Itulah alasan kenapa sekarang Jingga berada di supermarket dengan belanjaan menumpuk yang rata-rata berisi buah segar. Seharusnya, sekarang Jingga sudah ada di samping Senja, tetapi akibat Mamanya yang super rempong, Jingga harus mampir dulu ke supermarket terdekat.

"Ma, udah ya, Ma... kapan kita ketemu Senja kalo gini?" Rengek Jingga sambil mendorong troli yang dipenuhi hasil pencarian Tania.

"Iya... iya... udah kok ini satu lagi..."

Jingga menghela napas lelah. "Dari tadi satu... satu... satu... sampe sepuluh itu nggak selesai-selesai."

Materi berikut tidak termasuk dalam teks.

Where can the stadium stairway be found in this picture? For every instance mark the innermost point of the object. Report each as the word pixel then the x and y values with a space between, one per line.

"Pusing deh, ah, kalo ngajak kamu. Mending sama Shani." Gumam Tania yang sebenarnya tidak di dengar oleh Jingga karena Jingga telah berlalu meninggalkan Tania yang sedang memilih buah-buahan.

***

Jingga memasuki lorong rumah sakit dengan Tania yang membawa buah-buahan beserta roti dan susu untuk Senja, Jingga dengan senyum yang mengembang dan semangat menggebu itu melangkah sepenuh hati untuk menemui gadisnya. Jingga tidak peduli, meski tubuh Senja dipenuhi selang-selang rumit yang tidak ia mengerti. Jingga tidak peduli, Senja hanya bisa tertidur di ranjang dengan wajah pucat. Bagaimanapun Senja tetaplah Senja, gadis yang ia cintai sebegitu dalamnya.

Kemarin, Jingga membawa teman-temannya untuk menjenguk Senja dan menghiburnya. Karena terlalu gaduh, seorang perawat menegur mereka yang di anggap telah menganggu ketenangan pasien. Bodohnya, Didi yang otaknya tinggal seperempat itu malah menggoda sang perawat. Jingga merutuki dirinya sendiri yang menahan malu mempunyai teman macam Didi.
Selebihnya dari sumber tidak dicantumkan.